/Working to Strengthen the Rule of Law in the Ukraine

Working to Strengthen the Rule of Law in the Ukraine

Eastern Partnership & Russia

Working to Strengthen the Rule of Law in the Ukraine

The Ukrainian Section of the ISHR is working in the field of observance of the right to a fair trial in Ukraine. We started this work in 2017, and since then we have been constantly improving on the quality and quantity of the monitoring. The year 2019 became the next big and logical step in this direction. We received official support from the Federal Ministry of Economic Cooperation and Development of Germany. This opens new opportunities; besides the monitoring of the court hearings we now have the capacity to conduct meetings and roundtables with government officials, judges, prosecutors and
attorneys. That is exactly what we did in August and September when we had seven roundtables in six regions of Ukraine.

© ISHR Ukraine

I think it is important to give some numbers (i.e. number of participants and their professional background) which will show the involvement of the major target groups of the project. Seven meetings were attended by 129 participants, out of which 26 were judges and officials of the judicial system; 34 attorneys; 13 journalists; as well as lawyers, prosecutors, representatives of OSCE, and human rights activists. This “numerical” result shows that law professionals are interested in the work of the ISHR. We are receiving invitations to participate in the meetings of the Communication Committee of the Justice System of the High Council of Justice and events of the Ukrainian National Bar Association. Attorneys and court officials are communicating with ISHR observers in order to insure their presence at court hearings which might contain violations of human rights.

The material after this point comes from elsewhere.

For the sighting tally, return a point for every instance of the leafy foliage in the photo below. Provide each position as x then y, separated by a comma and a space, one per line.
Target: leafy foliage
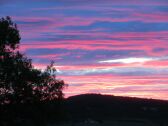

This is a good start for a multiyear project that will last until spring 2021. What did we learn during this first couple of months?

First, we see the openness of the judges and representatives of the judicial branch of the government. In previous years majority of communication of our observers with lawyers was concentrated around attorneys, they were willing to talk to our representatives, provide us with the relevant information and documents considering the criminal cases we were monitoring. Today, we still maintain good relations with attorneys, but we also managed to establish connection with representatives of the judicial branch. Court officials showed interest in our project, their main goal is to show the international community the problems that Ukrainian judges are facing. ISHR project can become a good “Communication Bridge” between civil society and judicial system.

A Cross section of participants © ISHR Ukraine

A Cross section of participants © ISHR Ukraine

Second thing we discovered is the existence of problems that affect every participant of the trial (the judge, the side of defense and prosecution). These problems were confirmed to us by judges, attorneys and the prosecution in all six regions of Ukraine which are covered by the project (this is Kiev, Kharkov, Lvov, Zaporozhie, Poltava and Zhytomir). What are these problems?

  • Deficit of judges, Ukrainian judicial system has a huge shortage of judges. In Zhytomir we talked to a head of a local court who told us his court have only three judges. In Lvov region one of the courts has only one judge! This situation arose about five years ago, when the new post-Maidan government decided to reform the judicial system. A lot of judges were fired or resigned on their own, but the state did not appoint new judges to replace the ones that were fired. This problem is one of the main causes for violation of the right to receiving a trial within reasonable time. ISHR wrote about it in 2018 Report on observance of the right to a fair trial in Ukraine.
  • Aggressive behavior of certain groups of activists (groups of radical Ukrainian nationalists, veterans of the war in the East of Ukraine, etc.) towards the judges, attorneys and prosecutors. After Maidan, in 2014 the special police unit that was responsible for security of courts was disbanded. This led to drastic decrease of security in the courts. Participants of our roundtables talked about numerous attacks and treats to judges and attorneys right in the courtrooms. This problem was confirmed at every roundtable we held. Law enforcement officials are afraid to stop such violations, because they fear to lose their jobs, freedom or even life in case they interfere. After 2014 a lot of policemen and other government officials (including judges) were fired or criminally persecuted for trying to stop the Maidan protestors.
  • Aggressive Media campaigns against certain judges and attorneys. Pressure from the Media on a judge, which passed an unpopular decision or an attorney who defends the “wrong” person is a usual situation in today’s Ukrainian society. This negatively affects the conduction of a fair trial. Participants of ISHR’s roundtables expressed hope that ISHR will assist in providing objective information about the trials to the Ukrainian society and the international community.

This project already gave ISHR an opportunity to help establish a dialog among different parts of the Ukrainian society which are affected by the judicial system; they are willing to listen to us and to tell us their stories. It is up to all of us to use this opportunity to help making Ukraine a fair and just place.